Peyton Manning took a knee again, just as he had at the end of regulation exactly a year earlier.
Only this time, he trotted off to cheers, high-fives and smiles.
Manning welcomed Wes Welker back into the lineup with a touchdown toss Sunday and the Denver Broncos narrowly avoided a repeat of their playoff slip from last year, advancing to the AFC championship game with a 24-17 win over the San Diego Chargers.
The Broncos (14-3) took a 17-0 lead into the fourth quarter before Chargers quarterback Philip Rivers capitalized on an injury to cornerback Chris Harris Jr. to stage a comeback reminiscent of Baltimore's shocking win 38-35 win in double overtime at Denver.

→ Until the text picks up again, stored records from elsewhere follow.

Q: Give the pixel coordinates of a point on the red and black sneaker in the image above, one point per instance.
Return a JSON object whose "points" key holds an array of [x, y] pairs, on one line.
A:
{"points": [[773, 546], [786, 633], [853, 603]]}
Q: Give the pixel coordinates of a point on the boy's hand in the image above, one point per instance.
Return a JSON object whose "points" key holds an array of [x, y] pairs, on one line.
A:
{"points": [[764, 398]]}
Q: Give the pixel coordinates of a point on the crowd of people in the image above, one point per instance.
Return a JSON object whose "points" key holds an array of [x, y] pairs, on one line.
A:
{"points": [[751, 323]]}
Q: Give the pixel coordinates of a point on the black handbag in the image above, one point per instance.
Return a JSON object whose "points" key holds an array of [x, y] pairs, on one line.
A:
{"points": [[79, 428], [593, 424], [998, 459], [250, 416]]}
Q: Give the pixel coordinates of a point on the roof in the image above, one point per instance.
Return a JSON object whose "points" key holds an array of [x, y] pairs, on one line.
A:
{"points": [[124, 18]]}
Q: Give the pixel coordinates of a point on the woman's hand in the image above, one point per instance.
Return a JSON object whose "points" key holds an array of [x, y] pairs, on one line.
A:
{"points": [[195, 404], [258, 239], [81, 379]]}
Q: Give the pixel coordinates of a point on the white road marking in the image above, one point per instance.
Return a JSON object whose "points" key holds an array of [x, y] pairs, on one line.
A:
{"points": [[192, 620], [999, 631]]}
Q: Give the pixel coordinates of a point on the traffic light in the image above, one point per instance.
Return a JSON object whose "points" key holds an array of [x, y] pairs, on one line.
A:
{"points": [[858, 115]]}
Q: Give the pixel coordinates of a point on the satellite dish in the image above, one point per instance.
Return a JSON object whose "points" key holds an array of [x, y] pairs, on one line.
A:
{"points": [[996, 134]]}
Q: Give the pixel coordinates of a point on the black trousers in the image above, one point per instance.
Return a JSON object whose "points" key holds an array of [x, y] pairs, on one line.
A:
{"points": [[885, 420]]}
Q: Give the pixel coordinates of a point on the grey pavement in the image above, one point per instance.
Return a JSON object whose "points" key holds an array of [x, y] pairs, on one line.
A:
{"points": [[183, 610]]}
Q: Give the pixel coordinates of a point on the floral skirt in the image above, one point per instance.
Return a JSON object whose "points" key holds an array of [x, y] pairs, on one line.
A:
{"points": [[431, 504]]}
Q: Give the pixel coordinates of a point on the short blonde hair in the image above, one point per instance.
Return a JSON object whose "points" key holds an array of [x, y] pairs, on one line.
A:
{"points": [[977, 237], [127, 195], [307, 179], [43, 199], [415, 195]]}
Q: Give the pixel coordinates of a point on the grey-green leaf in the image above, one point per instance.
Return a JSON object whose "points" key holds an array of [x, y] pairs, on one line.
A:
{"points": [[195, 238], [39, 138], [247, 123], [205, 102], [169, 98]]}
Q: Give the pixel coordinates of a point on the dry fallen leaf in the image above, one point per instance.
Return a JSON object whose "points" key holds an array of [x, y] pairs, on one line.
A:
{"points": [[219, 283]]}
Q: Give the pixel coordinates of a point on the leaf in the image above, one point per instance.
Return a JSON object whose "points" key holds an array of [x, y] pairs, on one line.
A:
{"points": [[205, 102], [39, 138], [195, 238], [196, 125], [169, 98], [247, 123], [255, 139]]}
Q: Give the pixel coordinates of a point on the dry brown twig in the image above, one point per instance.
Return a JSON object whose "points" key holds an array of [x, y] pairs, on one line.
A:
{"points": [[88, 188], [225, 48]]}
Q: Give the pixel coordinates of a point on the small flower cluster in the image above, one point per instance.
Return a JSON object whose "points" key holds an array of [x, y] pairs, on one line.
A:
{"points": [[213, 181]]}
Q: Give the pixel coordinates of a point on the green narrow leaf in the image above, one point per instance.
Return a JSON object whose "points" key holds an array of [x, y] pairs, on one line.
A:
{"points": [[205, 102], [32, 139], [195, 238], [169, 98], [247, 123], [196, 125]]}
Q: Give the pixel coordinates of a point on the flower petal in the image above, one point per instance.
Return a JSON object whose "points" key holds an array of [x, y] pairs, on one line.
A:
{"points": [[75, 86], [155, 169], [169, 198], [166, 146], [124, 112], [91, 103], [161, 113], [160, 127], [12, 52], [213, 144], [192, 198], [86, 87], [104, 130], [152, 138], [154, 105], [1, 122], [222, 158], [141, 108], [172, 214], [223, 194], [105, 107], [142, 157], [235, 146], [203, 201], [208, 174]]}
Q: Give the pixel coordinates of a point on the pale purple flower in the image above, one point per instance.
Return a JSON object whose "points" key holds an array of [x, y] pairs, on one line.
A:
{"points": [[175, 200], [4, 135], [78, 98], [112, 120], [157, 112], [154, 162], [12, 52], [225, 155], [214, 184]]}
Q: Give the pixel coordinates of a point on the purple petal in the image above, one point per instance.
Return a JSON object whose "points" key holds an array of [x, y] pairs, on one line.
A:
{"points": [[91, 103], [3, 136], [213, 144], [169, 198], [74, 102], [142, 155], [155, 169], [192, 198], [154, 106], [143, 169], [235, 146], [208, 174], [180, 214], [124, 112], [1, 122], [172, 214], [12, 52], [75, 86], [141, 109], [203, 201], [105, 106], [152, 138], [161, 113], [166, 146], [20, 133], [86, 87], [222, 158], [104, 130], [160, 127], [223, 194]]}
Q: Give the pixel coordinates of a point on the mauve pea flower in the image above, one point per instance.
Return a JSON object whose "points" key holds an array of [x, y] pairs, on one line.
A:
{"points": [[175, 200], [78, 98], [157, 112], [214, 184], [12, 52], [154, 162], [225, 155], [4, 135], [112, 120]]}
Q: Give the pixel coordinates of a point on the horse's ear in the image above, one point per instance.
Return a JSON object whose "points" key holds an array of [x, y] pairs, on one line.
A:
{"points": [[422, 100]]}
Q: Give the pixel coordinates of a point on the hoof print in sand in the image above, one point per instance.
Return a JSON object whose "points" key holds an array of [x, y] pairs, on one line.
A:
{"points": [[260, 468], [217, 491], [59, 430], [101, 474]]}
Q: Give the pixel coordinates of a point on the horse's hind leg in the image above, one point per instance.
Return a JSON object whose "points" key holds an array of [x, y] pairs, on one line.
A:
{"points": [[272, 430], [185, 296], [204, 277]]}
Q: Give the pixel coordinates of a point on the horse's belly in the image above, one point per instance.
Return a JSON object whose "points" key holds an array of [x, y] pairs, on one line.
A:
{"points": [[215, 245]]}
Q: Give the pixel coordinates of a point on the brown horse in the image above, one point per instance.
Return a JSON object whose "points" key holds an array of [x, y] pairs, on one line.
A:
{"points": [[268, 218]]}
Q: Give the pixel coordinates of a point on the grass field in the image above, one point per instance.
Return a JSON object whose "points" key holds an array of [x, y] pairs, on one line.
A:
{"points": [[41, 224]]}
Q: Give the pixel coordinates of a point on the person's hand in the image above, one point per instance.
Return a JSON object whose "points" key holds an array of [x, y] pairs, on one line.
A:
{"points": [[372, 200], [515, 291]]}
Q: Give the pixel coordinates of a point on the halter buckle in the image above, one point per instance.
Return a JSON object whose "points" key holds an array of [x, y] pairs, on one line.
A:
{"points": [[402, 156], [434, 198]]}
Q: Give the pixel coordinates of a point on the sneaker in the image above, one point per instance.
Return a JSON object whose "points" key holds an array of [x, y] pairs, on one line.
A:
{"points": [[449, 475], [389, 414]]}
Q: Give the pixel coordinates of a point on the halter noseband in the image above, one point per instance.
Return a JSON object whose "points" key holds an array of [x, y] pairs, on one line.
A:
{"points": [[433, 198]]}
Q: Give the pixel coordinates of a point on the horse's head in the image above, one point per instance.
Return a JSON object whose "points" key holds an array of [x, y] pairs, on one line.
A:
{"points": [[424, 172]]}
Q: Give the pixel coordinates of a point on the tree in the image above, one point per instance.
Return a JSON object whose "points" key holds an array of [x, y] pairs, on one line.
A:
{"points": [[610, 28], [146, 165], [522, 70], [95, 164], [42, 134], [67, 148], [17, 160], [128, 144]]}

On that night, Jacoby Jones hauled in a 70-yard pass from Joe Flacco to tie it and Denver coach John Fox had Manning take a knee so the Broncos could regroup in overtime.
This time, Manning rescued the Broncos from the brink of another crushing collapse, running back Knowshon Moreno ran for two touchdowns and led the team with 82 yards rushing, sending the Broncos into the title game for the first time in eight seasons.
They'll host the New England Patriots on Sunday.
Get ready for Brady vs. Manning once more.
In the most recent matchup of QBs with Hall of Fame credentials, Tom Brady and the Patriots rallied past Manning and the visiting Broncos 34-31 in overtime on Nov. 24.
"That's two of the greats," Eric Decker said. "It's going to be talked about a lot throughout the week."
"It's the Broncos versus the Patriots and certainly Tom and I have played against each other a lot," Manning said. "But when you get to the AFC championship, it's about two good teams that have been through a lot to get there."
The Chargers regretted not trying another onside kick after Manning converted a 20-yard pass to Julius Thomas on third-and-17 from his 20-yard line, the first of three third-down conversions on Denver's final possession.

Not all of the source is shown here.